Valentino Rossi qualifiziert sich in Japan für die vierte Startreihe – mit der neuen Bremstechnik läuft es in den vielen harten Bremszonen noch nicht „fantastisch“.

Das Yamaha-Kundenteam Petronas fuhr im Qualifying zum Grand Prix von Japan mit Franco Morbidelli und Fabio Quartararo in die erste Startreihe. Auch Werksfahrer Maverick Vinales mischte bei der Vergabe der besten Startplätze mit und musste sich schlussendlich mit Rang vier zufriedengeben. Und wo war Valentino Rossi? Der Altmeister qualifizierte sich als Zehnter und wird somit in Motegi aus der vierten Startreihe angreifen.

Für Rossi scheint es kein Problem zu sein, dass seine Yamaha-Kollegen regelmäßig schneller sind: „Aus technischer Sicht ist es wichtig, dass die anderen Yamaha-Fahrer gut unterwegs sind, weil es uns hilft, mehr Dinge zu verstehen. Aber es ist auch eine gute Herausforderung, denn alle Yamaha-Fahrer machen es gut. Es gibt einen großen internen Kampf. Seit Quartararo hier ist, muss jeder sein Bestes geben.“

Das Qualifying der MotoGP: Motul Grand Prix of Japan

Rossi mit sechs Zehntel Rückstand

Rund sechs Zehntelsekunden fehlten Rossi im Qualifying auf den besten Yamaha-Fahrer. Probleme hatte er vor allem bei den harten Bremspunkten, von denen es in Motegi einige gibt. „Wir haben etwas anderes ausprobiert, um die Bremsphase zu verbessern.

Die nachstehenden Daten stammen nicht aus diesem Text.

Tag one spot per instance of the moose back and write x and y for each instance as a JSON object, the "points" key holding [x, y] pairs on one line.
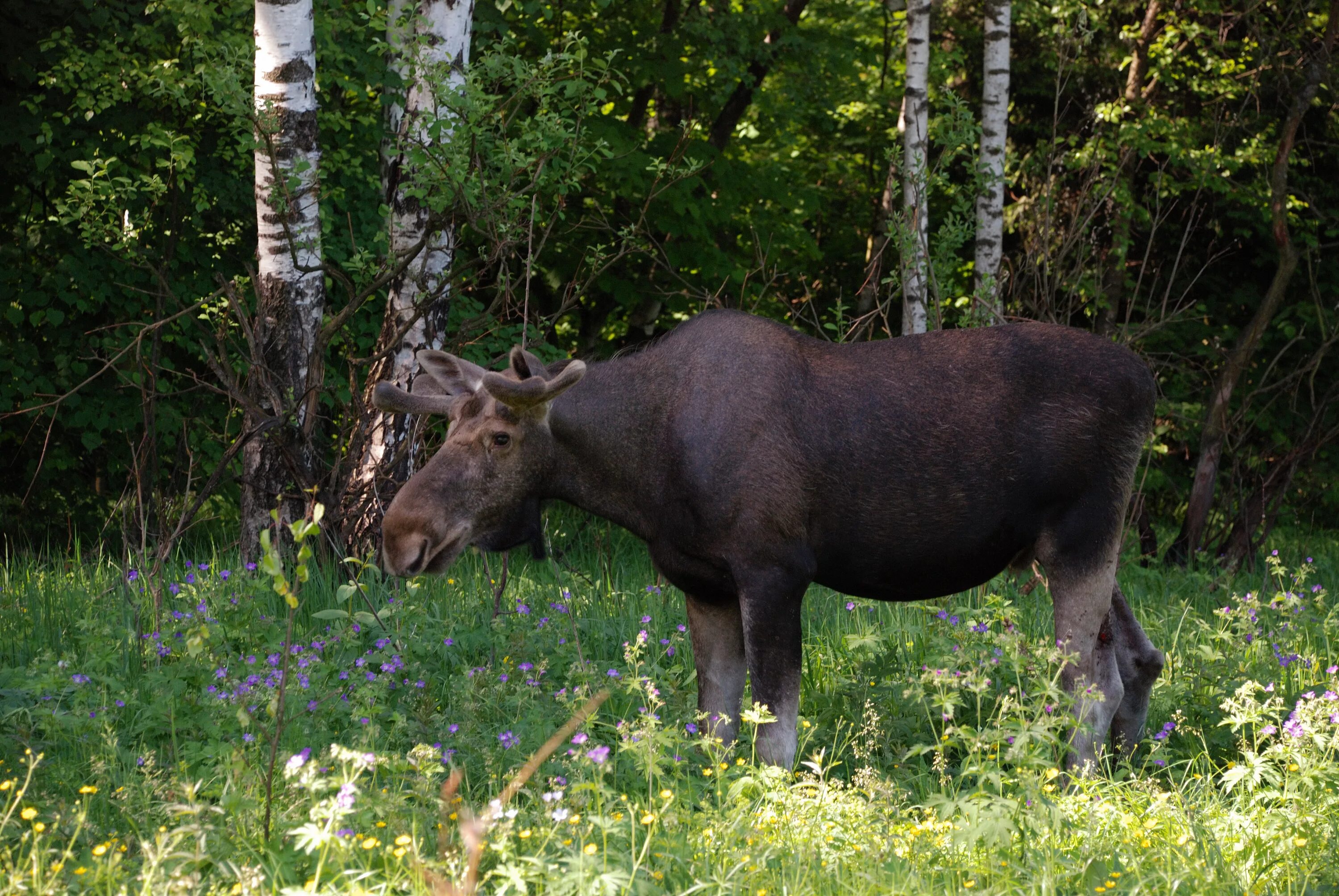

Eine schwierige Arbeit, aber wir haben es versucht. Auf der Bremse war ich heute nicht fantastisch, aber das betrifft generell die Abstimmung.“

Am Freitag hatte Rossi verraten, dass er seine Bremstechnik verändert und den Bremshebel nur mehr mit zwei Fingern bedient. Davon erhofft er sich, dass die Vordergabel beim Bremsvorgang linearer einfedert. „Von Q2 habe ich mir etwas mehr erwartet und habe gehofft, dass ich weiter vorne starten würde, weil FT4 nicht so schlecht war. Aber so ist es nun mal“, kommentiert Rossi sein Ergebnis.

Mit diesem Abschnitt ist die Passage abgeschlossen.